I Forgot How Good

“Even bad coffee is better than no coffee at all.”

― David Lynch

My Aeropress at a campsite, Lake Ray Roberts, Texas
Aeropress, from Williams Sonoma

As I’ve said before, I did not set out to be a coffee snob. But it is what it is. There is the Aeropress… and a grinder (fresh ground beans do really make a difference).

I actually have two grinders – an electric one at home and a hand grinder at work. Also, two Aeropress (what’s the plural of Aeropress?). I have the original one at home and the portable Aeropress Go at work.

The Aeropress Go, collapsed inside its own coffee cup.
The various parts of the Aeropress Go

And I have my routine(s). I’m afraid on most days, my morning cup of coffee is the best part of the day. At work, I particularly enjoy opening up the plastic container I use and sniffing the aroma of the beans. In a month, when I have more time, when I’m at home all day, I plan on making a little stand with three bean containers and each morning sniff each one and decide what beans to grind.

I did forget how good it was.

We had a big inspection at work – weekend work preparing – shelves of paperwork – hours of preparation. The whole thing threw me off my game and I wasn’t able to hand-grind and brew my usual morning cup.

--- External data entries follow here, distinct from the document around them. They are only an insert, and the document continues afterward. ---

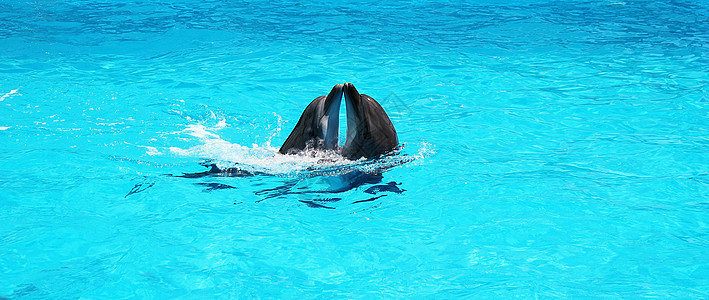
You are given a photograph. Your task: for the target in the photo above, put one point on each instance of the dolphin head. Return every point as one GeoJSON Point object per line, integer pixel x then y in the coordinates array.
{"type": "Point", "coordinates": [318, 126]}
{"type": "Point", "coordinates": [370, 133]}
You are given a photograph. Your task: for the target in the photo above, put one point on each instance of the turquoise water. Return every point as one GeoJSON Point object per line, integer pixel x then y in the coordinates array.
{"type": "Point", "coordinates": [551, 149]}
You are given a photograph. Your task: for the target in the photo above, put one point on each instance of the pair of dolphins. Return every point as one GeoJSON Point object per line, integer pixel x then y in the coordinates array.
{"type": "Point", "coordinates": [370, 133]}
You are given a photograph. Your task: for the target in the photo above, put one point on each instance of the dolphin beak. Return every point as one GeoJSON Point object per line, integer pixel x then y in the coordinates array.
{"type": "Point", "coordinates": [330, 122]}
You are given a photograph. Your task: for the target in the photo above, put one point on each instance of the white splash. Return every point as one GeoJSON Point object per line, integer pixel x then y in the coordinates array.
{"type": "Point", "coordinates": [2, 98]}
{"type": "Point", "coordinates": [266, 158]}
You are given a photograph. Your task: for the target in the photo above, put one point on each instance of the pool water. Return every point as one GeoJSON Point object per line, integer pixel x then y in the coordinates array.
{"type": "Point", "coordinates": [550, 149]}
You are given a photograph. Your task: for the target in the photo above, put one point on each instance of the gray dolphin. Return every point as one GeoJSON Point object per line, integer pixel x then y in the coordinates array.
{"type": "Point", "coordinates": [318, 126]}
{"type": "Point", "coordinates": [370, 133]}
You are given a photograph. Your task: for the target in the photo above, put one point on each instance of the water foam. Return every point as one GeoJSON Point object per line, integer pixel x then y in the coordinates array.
{"type": "Point", "coordinates": [266, 159]}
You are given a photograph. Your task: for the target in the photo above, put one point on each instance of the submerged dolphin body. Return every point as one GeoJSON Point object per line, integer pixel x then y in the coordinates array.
{"type": "Point", "coordinates": [318, 126]}
{"type": "Point", "coordinates": [370, 133]}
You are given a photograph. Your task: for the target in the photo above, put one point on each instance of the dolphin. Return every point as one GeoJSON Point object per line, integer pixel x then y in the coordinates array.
{"type": "Point", "coordinates": [370, 133]}
{"type": "Point", "coordinates": [318, 126]}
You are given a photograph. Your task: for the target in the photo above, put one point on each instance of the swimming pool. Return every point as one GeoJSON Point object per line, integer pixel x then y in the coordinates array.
{"type": "Point", "coordinates": [551, 149]}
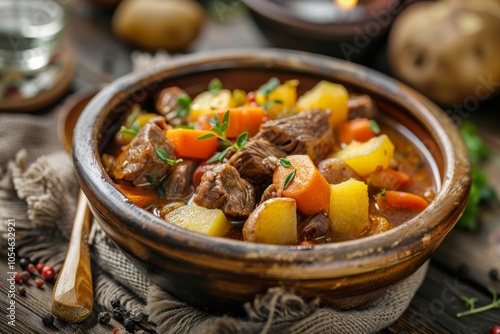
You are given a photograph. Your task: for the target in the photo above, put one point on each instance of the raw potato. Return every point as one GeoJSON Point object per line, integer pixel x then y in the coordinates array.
{"type": "Point", "coordinates": [196, 218]}
{"type": "Point", "coordinates": [272, 222]}
{"type": "Point", "coordinates": [158, 24]}
{"type": "Point", "coordinates": [327, 95]}
{"type": "Point", "coordinates": [365, 157]}
{"type": "Point", "coordinates": [348, 210]}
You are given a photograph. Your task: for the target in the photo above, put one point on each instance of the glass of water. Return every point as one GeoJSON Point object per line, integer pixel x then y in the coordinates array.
{"type": "Point", "coordinates": [30, 32]}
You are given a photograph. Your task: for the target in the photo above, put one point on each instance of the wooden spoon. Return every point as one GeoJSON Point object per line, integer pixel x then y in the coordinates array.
{"type": "Point", "coordinates": [72, 296]}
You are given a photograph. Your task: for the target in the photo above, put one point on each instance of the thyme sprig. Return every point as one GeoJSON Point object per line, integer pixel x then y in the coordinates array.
{"type": "Point", "coordinates": [471, 302]}
{"type": "Point", "coordinates": [219, 131]}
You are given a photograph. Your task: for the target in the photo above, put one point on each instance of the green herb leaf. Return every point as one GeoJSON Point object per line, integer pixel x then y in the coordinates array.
{"type": "Point", "coordinates": [214, 86]}
{"type": "Point", "coordinates": [269, 86]}
{"type": "Point", "coordinates": [128, 132]}
{"type": "Point", "coordinates": [207, 136]}
{"type": "Point", "coordinates": [285, 163]}
{"type": "Point", "coordinates": [162, 155]}
{"type": "Point", "coordinates": [382, 194]}
{"type": "Point", "coordinates": [184, 102]}
{"type": "Point", "coordinates": [374, 126]}
{"type": "Point", "coordinates": [289, 179]}
{"type": "Point", "coordinates": [241, 140]}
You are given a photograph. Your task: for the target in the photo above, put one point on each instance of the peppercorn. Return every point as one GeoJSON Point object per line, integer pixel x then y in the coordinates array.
{"type": "Point", "coordinates": [103, 317]}
{"type": "Point", "coordinates": [31, 268]}
{"type": "Point", "coordinates": [39, 267]}
{"type": "Point", "coordinates": [136, 314]}
{"type": "Point", "coordinates": [119, 314]}
{"type": "Point", "coordinates": [48, 273]}
{"type": "Point", "coordinates": [25, 276]}
{"type": "Point", "coordinates": [39, 282]}
{"type": "Point", "coordinates": [129, 325]}
{"type": "Point", "coordinates": [48, 319]}
{"type": "Point", "coordinates": [24, 263]}
{"type": "Point", "coordinates": [115, 302]}
{"type": "Point", "coordinates": [493, 274]}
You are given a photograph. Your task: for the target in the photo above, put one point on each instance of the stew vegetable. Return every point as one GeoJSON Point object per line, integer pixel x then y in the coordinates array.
{"type": "Point", "coordinates": [268, 165]}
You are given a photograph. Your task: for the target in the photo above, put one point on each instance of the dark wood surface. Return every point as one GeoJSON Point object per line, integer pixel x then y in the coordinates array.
{"type": "Point", "coordinates": [459, 267]}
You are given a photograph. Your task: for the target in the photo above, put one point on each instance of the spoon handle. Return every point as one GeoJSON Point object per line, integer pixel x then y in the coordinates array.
{"type": "Point", "coordinates": [72, 297]}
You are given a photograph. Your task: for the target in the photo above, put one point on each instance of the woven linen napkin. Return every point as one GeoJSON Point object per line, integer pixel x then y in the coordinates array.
{"type": "Point", "coordinates": [38, 189]}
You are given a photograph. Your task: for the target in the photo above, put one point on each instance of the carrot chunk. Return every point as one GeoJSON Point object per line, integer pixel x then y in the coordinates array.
{"type": "Point", "coordinates": [358, 129]}
{"type": "Point", "coordinates": [243, 119]}
{"type": "Point", "coordinates": [187, 146]}
{"type": "Point", "coordinates": [391, 200]}
{"type": "Point", "coordinates": [308, 187]}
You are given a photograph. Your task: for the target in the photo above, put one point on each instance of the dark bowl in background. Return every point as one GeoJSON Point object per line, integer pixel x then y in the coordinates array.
{"type": "Point", "coordinates": [222, 274]}
{"type": "Point", "coordinates": [348, 36]}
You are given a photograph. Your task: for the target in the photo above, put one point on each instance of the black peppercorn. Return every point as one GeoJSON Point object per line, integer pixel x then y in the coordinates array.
{"type": "Point", "coordinates": [24, 263]}
{"type": "Point", "coordinates": [129, 325]}
{"type": "Point", "coordinates": [48, 319]}
{"type": "Point", "coordinates": [103, 317]}
{"type": "Point", "coordinates": [119, 314]}
{"type": "Point", "coordinates": [115, 302]}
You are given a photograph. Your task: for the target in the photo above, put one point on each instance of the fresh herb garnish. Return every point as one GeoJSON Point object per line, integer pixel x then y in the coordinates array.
{"type": "Point", "coordinates": [163, 156]}
{"type": "Point", "coordinates": [220, 132]}
{"type": "Point", "coordinates": [184, 102]}
{"type": "Point", "coordinates": [214, 86]}
{"type": "Point", "coordinates": [481, 190]}
{"type": "Point", "coordinates": [382, 194]}
{"type": "Point", "coordinates": [374, 126]}
{"type": "Point", "coordinates": [472, 307]}
{"type": "Point", "coordinates": [289, 179]}
{"type": "Point", "coordinates": [269, 86]}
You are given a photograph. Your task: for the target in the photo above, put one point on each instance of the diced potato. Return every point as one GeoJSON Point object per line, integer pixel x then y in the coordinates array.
{"type": "Point", "coordinates": [196, 218]}
{"type": "Point", "coordinates": [286, 96]}
{"type": "Point", "coordinates": [207, 101]}
{"type": "Point", "coordinates": [327, 95]}
{"type": "Point", "coordinates": [348, 210]}
{"type": "Point", "coordinates": [365, 157]}
{"type": "Point", "coordinates": [272, 222]}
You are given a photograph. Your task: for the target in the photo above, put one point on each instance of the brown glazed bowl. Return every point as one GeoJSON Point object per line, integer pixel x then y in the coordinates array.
{"type": "Point", "coordinates": [221, 274]}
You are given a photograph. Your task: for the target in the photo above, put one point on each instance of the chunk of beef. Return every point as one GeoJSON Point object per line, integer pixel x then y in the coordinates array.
{"type": "Point", "coordinates": [166, 105]}
{"type": "Point", "coordinates": [308, 132]}
{"type": "Point", "coordinates": [249, 162]}
{"type": "Point", "coordinates": [178, 184]}
{"type": "Point", "coordinates": [271, 192]}
{"type": "Point", "coordinates": [315, 228]}
{"type": "Point", "coordinates": [223, 188]}
{"type": "Point", "coordinates": [360, 106]}
{"type": "Point", "coordinates": [336, 171]}
{"type": "Point", "coordinates": [139, 160]}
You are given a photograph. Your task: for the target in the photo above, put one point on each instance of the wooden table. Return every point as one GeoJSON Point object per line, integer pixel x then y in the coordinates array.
{"type": "Point", "coordinates": [459, 267]}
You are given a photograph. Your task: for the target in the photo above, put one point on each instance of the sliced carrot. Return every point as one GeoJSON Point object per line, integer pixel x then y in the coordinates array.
{"type": "Point", "coordinates": [309, 187]}
{"type": "Point", "coordinates": [187, 146]}
{"type": "Point", "coordinates": [243, 119]}
{"type": "Point", "coordinates": [358, 129]}
{"type": "Point", "coordinates": [388, 178]}
{"type": "Point", "coordinates": [140, 197]}
{"type": "Point", "coordinates": [392, 200]}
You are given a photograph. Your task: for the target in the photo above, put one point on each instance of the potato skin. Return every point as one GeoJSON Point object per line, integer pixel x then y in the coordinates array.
{"type": "Point", "coordinates": [171, 25]}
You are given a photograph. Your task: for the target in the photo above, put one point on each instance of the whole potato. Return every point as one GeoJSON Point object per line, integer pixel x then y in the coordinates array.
{"type": "Point", "coordinates": [171, 25]}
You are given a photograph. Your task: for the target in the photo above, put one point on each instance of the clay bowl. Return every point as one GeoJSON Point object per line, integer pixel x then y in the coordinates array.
{"type": "Point", "coordinates": [321, 26]}
{"type": "Point", "coordinates": [221, 274]}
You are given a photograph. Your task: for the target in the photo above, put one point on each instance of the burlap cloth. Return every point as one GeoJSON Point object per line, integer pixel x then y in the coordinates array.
{"type": "Point", "coordinates": [38, 189]}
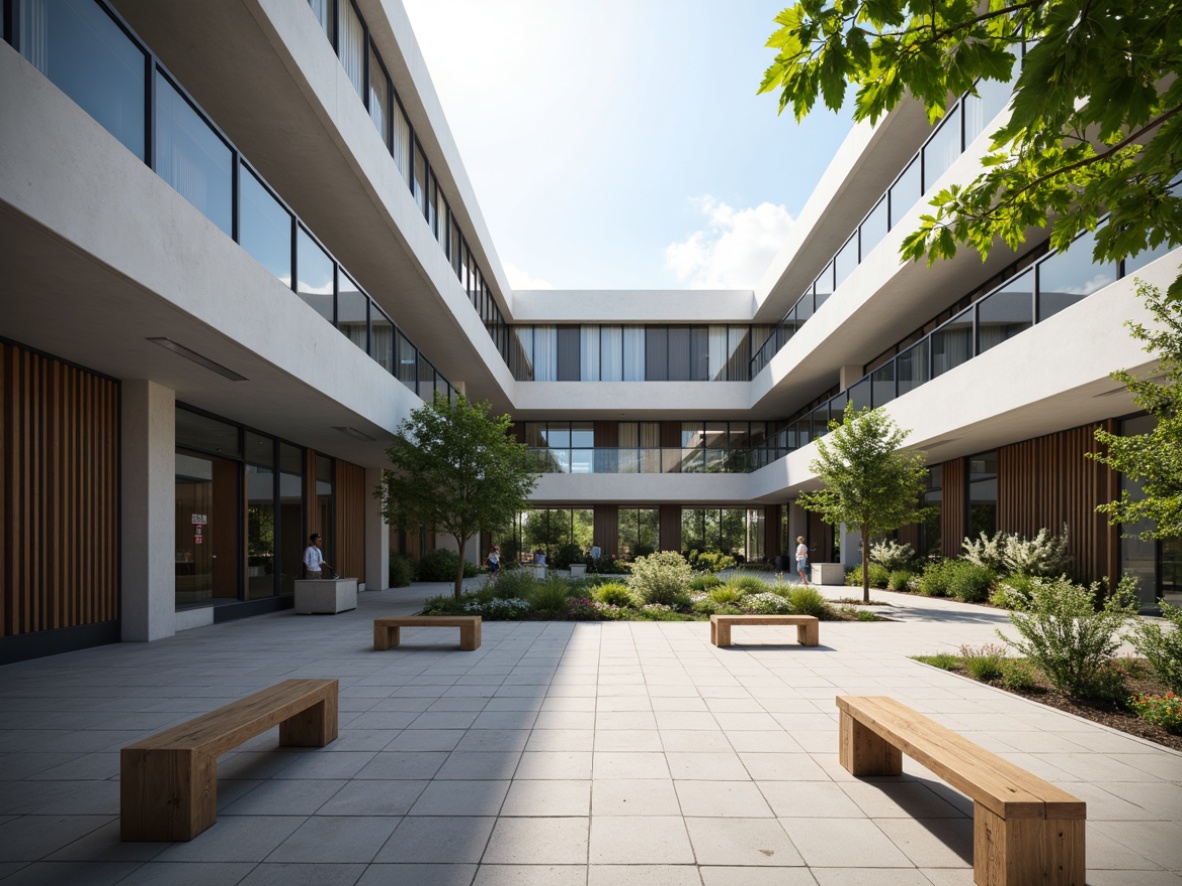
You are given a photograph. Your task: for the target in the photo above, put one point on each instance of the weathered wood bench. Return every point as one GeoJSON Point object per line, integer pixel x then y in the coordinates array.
{"type": "Point", "coordinates": [807, 626]}
{"type": "Point", "coordinates": [388, 631]}
{"type": "Point", "coordinates": [168, 787]}
{"type": "Point", "coordinates": [1025, 829]}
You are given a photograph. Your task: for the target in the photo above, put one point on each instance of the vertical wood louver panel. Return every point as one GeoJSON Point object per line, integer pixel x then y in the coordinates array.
{"type": "Point", "coordinates": [954, 501]}
{"type": "Point", "coordinates": [350, 528]}
{"type": "Point", "coordinates": [59, 497]}
{"type": "Point", "coordinates": [1047, 482]}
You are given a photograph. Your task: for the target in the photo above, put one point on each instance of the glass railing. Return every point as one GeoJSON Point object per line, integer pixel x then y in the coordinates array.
{"type": "Point", "coordinates": [948, 141]}
{"type": "Point", "coordinates": [91, 54]}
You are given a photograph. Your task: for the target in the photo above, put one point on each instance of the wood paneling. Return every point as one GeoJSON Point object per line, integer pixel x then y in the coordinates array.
{"type": "Point", "coordinates": [1046, 482]}
{"type": "Point", "coordinates": [605, 531]}
{"type": "Point", "coordinates": [350, 520]}
{"type": "Point", "coordinates": [670, 526]}
{"type": "Point", "coordinates": [953, 503]}
{"type": "Point", "coordinates": [59, 494]}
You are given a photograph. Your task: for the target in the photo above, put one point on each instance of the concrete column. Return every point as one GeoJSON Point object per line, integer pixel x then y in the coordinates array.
{"type": "Point", "coordinates": [148, 462]}
{"type": "Point", "coordinates": [377, 536]}
{"type": "Point", "coordinates": [850, 547]}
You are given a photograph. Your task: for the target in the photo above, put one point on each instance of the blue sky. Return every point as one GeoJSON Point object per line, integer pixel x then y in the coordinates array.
{"type": "Point", "coordinates": [619, 143]}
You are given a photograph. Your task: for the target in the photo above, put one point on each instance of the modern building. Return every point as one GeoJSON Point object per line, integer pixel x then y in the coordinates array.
{"type": "Point", "coordinates": [240, 247]}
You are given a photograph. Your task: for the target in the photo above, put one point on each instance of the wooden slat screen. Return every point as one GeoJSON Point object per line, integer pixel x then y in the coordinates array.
{"type": "Point", "coordinates": [1047, 482]}
{"type": "Point", "coordinates": [605, 528]}
{"type": "Point", "coordinates": [59, 494]}
{"type": "Point", "coordinates": [953, 503]}
{"type": "Point", "coordinates": [670, 525]}
{"type": "Point", "coordinates": [350, 520]}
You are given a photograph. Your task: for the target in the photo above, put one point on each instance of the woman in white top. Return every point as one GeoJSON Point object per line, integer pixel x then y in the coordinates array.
{"type": "Point", "coordinates": [801, 559]}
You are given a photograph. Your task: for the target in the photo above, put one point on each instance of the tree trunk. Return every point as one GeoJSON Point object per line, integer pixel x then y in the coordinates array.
{"type": "Point", "coordinates": [865, 565]}
{"type": "Point", "coordinates": [459, 575]}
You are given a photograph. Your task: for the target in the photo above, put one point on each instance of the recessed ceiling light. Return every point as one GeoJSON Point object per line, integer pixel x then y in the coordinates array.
{"type": "Point", "coordinates": [200, 359]}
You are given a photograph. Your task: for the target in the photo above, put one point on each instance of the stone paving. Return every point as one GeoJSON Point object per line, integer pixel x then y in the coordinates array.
{"type": "Point", "coordinates": [599, 754]}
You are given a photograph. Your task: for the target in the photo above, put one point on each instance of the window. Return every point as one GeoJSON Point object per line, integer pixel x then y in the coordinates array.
{"type": "Point", "coordinates": [192, 157]}
{"type": "Point", "coordinates": [265, 227]}
{"type": "Point", "coordinates": [80, 49]}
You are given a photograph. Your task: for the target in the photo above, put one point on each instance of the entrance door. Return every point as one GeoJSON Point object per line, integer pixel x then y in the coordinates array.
{"type": "Point", "coordinates": [206, 532]}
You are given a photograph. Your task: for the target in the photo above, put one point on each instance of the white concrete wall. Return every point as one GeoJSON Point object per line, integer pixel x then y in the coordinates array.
{"type": "Point", "coordinates": [148, 512]}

But we had it catered from the cafeteria – including two big steel cylinders of fresh coffee each morning. So I pushed the little black plastic handle and poured out a mug.

It was awful.

Awful! Bitter as hell but otherwise flavorless. Nasty, Nasty stuff.

The next day, I moved my alarm earlier to an obscene time (I am not a morning person) so I could get to work early enough to grind my own beans, heat my own water, and brew my own cup.

It was the best part of the day.

Veggies in the Farmer’s Market

A vegetable garden in the beginning looks so promising and then after all little by little it grows nothing but vegetables, nothing, nothing but vegetables.

—-Gertrude Stein

This last weekend, after grabbings a couple shots of the fashion shoot next door, I met up with my friend and we wandered the Dallas Farmer’s Market, Nikons in hand, taking photographs of what caught our eye. What I saw first was the vegetables (other subjects to follow in the dreary days ahead).

Some sheds at the market feature fresh local produce, others produce dealers – so I suppose what you get isn’t too much different than what you see in your local supermarket, but it looks so much more ripe and delicious lined up there in split-wood baskets in front of the trucks with hand-lettered cardboard signs. The vendors hawk their wares – holding out sample chunks of melon or wedges of grapefruit they cut in front of you with pocketknives. You can’t help but smile and salivate at this cornucopia of wonderfulness.

Filling bags with food to take home is one thing – buying fruit and eating while you walk around is another, a sweet treat – blueberries, tangerines, peaches and plums – all designed to nibble and stroll, packaged in their own skins, ready to give up their juice and pulp.

An onion can make people cry but there’s never been a vegetable that can make people laugh.

—- Will Rogers

One vendor features tomatoes. The back of his slot is filled with pallets of tomatoes. Lots and lots of tomatoes.

Ripe vegetables were magic to me. Unharvested, the garden bristled with possibility. I would quicken at the sight of a ripe tomato, sounding its redness from deep amidst the undifferentiated green. To lift a bean plant’s hood of heartshaped leaves and discover a clutch of long slender pods handing underneath could make me catch my breath.

– Michael Pollan

Shall I not have intelligence with the earth? Am I not partly leaves and vegetable mould myself.

—-Henry David Thoreau

In our gardens, Lord Ganesha sends His power through fruits and vegetables, the ones that grow above the ground, to permeate our nerve system with wisdom, clearing obstacles in our path when eaten. The growers of them treat it like they would care for Ganesha in His physical form.

—- Hindu Deva Shastra, verse 438, Nature Devas

I bought some of these - the broccoli and asparagus in the lower right.

I think of New York as a puree and the rest of the United States as vegetable soup.

—-Spalding Gray

Dried peppers and tomatillos

This cabbage, these carrots, these potatoes, these onions … will soon become me. Such a tasty fact!

—-Mike Garofalo

Poblano and Habanero peppers with some tomatillos.

Cabbage: a familiar kitchen-garden vegetable about as large and wise as a man’s head.

—-Ambrose Bierce

Apples, peaches, and plums. I love these dark, Texas plums - I love to have a cold bag of them to eat while I drive long distances.

Imagination is the real and eternal world of which this vegetable universe is but a faint shadow.